[ProgClub list] So, why aren't we using Unix as god intended?

Asher Glynn asher.glynn at gmail.com
Thu Oct 27 00:55:06 AEDT 2011

On 26 October 2011 14:34, John Elliot <jj5 at progclub.org> wrote:

> On 27/10/2011 12:05 AM, Asher Glynn wrote:
>> Its just an interesting dilemma - on the one hand Unix is crafted and
>> guided
>> by many many design decisions that actually turned out to be bollocks in
>> the
>> long term, so we're living with a design that no longer fits our usage
>> pattern.
> I think I agree with you. I'll look forward to seeing your article.
Focusing on short(ish) posts


> I've been thinking along similar lines about Blackbrick's (planned :P)
> Homepage Server. That will support multiple concurrent users, but the
> security will be managed at the application layer, and not by deferring in
> any way to the (Linux) platform. From the operating system's perspective
> that will be the "single user running single daemon process" that you
> alluded to earlier, essentially www-data running Apache. Actually, in
> practice, I expect it will be more than that, but not by much.
> I'm happy with *nix because I can use its intended idioms when it suits me,
> and ignore them if it doesn't. Sometimes I use my *nix systems in all the
> ways you enumerated as intentions, and sometimes I don't. I guess it's a
> matter of trying to pick the right tool for the job. I feel like the Unix
> approach left me with options.

I agree - Unix is the correct default option, but why don't we have well
known alternatives?

> A question that springs to mind, and I'm surprised I haven't got an answer
> for this off the top of my head, but what are the design decisions taken by
> Windows that differ from *nix? Is it simply that Windows is more graphically
> oriented, or does it go further than that? If you think *nix is out-dated,
> what is your opinion on Windows (or OSX, to the extent it's not just BSD
> Unix)?

Windows was based around the experiences of the VMS guys that came from
Digital - very clever guys. MS benefited from them in the same way as a
whole lot of pissed off Digital CPU designers benefited AMD for a bit,
bringing specific skills in. Hangovers in Windows from OS/2 are based around
some of IBM's mainframe experience and DOS being a variant on CP/M which
actually hails in part back to CP/CMS in the mainframe. The "official"
language for CP/M was PL/M which was a variant of PL/I, definitely a
mainframe programming language. Windows NT is interesting because its
actually a much more modern design than Linux, but I think it suffers
because it is too much of a hodge podge of design concepts.
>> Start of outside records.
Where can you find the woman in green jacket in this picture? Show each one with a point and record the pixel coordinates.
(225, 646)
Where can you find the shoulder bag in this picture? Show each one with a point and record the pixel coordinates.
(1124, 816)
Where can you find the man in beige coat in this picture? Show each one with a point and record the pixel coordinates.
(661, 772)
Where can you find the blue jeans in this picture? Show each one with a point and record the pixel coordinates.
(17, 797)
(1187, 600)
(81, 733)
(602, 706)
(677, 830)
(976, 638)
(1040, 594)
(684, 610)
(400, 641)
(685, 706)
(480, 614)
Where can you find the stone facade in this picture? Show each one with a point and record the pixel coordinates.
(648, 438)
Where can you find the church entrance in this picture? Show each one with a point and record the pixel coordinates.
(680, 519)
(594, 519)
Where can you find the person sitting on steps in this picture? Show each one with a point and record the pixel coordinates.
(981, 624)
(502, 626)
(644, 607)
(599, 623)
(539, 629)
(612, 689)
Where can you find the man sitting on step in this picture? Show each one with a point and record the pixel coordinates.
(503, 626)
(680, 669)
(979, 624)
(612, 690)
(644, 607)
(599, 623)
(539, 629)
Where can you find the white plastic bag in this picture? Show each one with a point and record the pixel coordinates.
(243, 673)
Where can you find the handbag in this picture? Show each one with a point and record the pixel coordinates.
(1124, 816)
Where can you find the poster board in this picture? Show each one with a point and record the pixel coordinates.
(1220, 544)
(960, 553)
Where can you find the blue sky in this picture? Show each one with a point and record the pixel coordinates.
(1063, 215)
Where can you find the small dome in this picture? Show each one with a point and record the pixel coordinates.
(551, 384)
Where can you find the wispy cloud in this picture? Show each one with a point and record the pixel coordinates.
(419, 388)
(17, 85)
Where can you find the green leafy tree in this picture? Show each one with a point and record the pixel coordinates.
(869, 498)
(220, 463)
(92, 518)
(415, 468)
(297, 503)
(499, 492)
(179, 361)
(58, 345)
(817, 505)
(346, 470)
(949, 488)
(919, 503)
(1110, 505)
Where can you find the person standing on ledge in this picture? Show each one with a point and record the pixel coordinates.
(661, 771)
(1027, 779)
OS X is interesting - they made a very good decision to base on something
innocuous like BSD rather than what they were originally using at NeXT but
you can see the years the poor guys at NeXT really thinking hard about
things burning through into OS X. If anyone gets hung up about Objective C
being used for it - go find a mirror and try and tell yourself that C++ in
any way is a well thought through language and watch the mirror crack itself
up laughing.

Picking an existing starting point for a kernel is completely legit, you
just have to live with all the other bits of cruft you inherit with it.

To squeeze performance from hypervisors we're increasingly using specific,
dedicated network drivers and disk drivers that are just thin shims on
hypervisor services - not a hundred miles from either microkernel OSes

The real alternative would be something like the Hurd - but that frankly
requires a few beers to take even remotely seriously.